Research Sheds Light On Potential Causes of Infertility
Even in the best-case scenario, when fertility clinics transfer chromosomally normal embryos into a would-be mother’s uterus, the procedure only leads to a live birth half of the time. Some embryo transfers result in a pregnancy, and then miscarriage; but in 30 to 35% of cases, the embryo doesn’t even implant in the uterus.
For decades, fertility research has focused intensely on embryo quality, but some scientists have begun to suspect that the overlooked problem lies in the uterus itself. New research from Rutgers Health and Michigan State University supports that view.
The study in JCI Insight identified 556 genes, concentrated in gland cells in the uterine lining (endometrium), that are increased in fertile women – but not in those who have struggled with infertility – when the uterus enters its brief window of receptivity.
“This was one of the first attempts to really look at the menstrual cycle in women who are fertile and try and understand how the endometrium is changing, how it becomes briefly receptive to embryo attachment at the most fundamental level,” said Nataki Douglas, an associate professor of obstetrics, gynecology and reproductive health at Rutgers New Jersey Medical School and senior author of the study.
The researchers couldn’t sample endometrial tissue just before the embryo transfer after in vitro fertilization and compare samples from patients whose treatments did and didn’t succeed, as such procedures could disrupt early pregnancy and create failures.
Instead, the team enrolled 30 patients from University Hospital in Newark, women with regular menstrual cycles and proven fertility. Participants used ovulation predictor kits and coordinated with the research team to ensure endometrial biopsies occurred precisely at different phases of the menstrual cycle. Blood hormone levels and microscopic examination confirmed the timing and thus provided a level of rigor the researchers said was lacking in previous work.

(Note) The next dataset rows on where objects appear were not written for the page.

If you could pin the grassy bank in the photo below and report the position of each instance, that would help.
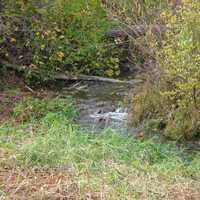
(45, 155)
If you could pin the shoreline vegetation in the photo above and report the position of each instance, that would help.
(45, 153)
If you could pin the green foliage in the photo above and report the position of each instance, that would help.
(173, 91)
(61, 35)
(36, 108)
(88, 160)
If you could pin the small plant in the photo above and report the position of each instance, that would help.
(36, 108)
(172, 90)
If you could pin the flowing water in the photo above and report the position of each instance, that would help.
(101, 104)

To read the endometrium’s shifting biology, the researchers used two sequencing approaches: one that measures gene activity in the tissue as a whole and another that measures it cell by cell.

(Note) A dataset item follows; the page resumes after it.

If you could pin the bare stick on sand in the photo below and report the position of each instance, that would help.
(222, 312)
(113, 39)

Both approaches told the same story: The largest molecular transition occurred as the menstrual cycle entered the mid-secretory phase, which is usually the window for embryo implantation.

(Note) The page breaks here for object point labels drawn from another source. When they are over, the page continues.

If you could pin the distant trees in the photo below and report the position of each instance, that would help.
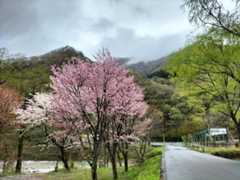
(214, 14)
(9, 101)
(92, 107)
(210, 68)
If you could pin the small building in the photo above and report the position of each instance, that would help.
(211, 137)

The most striking changes were in specialized cells in uterine glands that produce molecules thought to nourish an embryo and help orchestrate implantation. Previous research has established the importance of these glands in mice and sheep, but this is the first human evidence for the glandular epithelium’s central role, said the authors, who noted that the correlation of their findings from mostly Black and Hispanic patients at University Hospital with those from mostly white patients in past research is the first evidence that similar factors drive infertility across races.
From those patterns, the researchers defined a 556-gene signature they called the Glandular Epithelium Receptivity Module (GERM). When they applied a GERM score to published datasets, it was consistently lower in women with recurrent implantation failure or pregnancy loss than in fertile controls.
The work remains far from clinical application. Douglas, who is also a member of the Rutgers Center for Immunity and Inflammation, said the next steps include shrinking the gene list to something practical and prospectively recruiting patients with implantation failure to test whether the signature predicts outcomes.
The broader hope is that understanding uterine readiness could let clinicians identify when a patient’s endometrium is malfunctioning and eventually fix any problems they find.
“Once we can identify those who are at risk and the genes that are the most important in this 556, ones that we know code for particular proteins we might be able to add synthetically, then we may be able to work on therapeutic approaches,” Douglas said.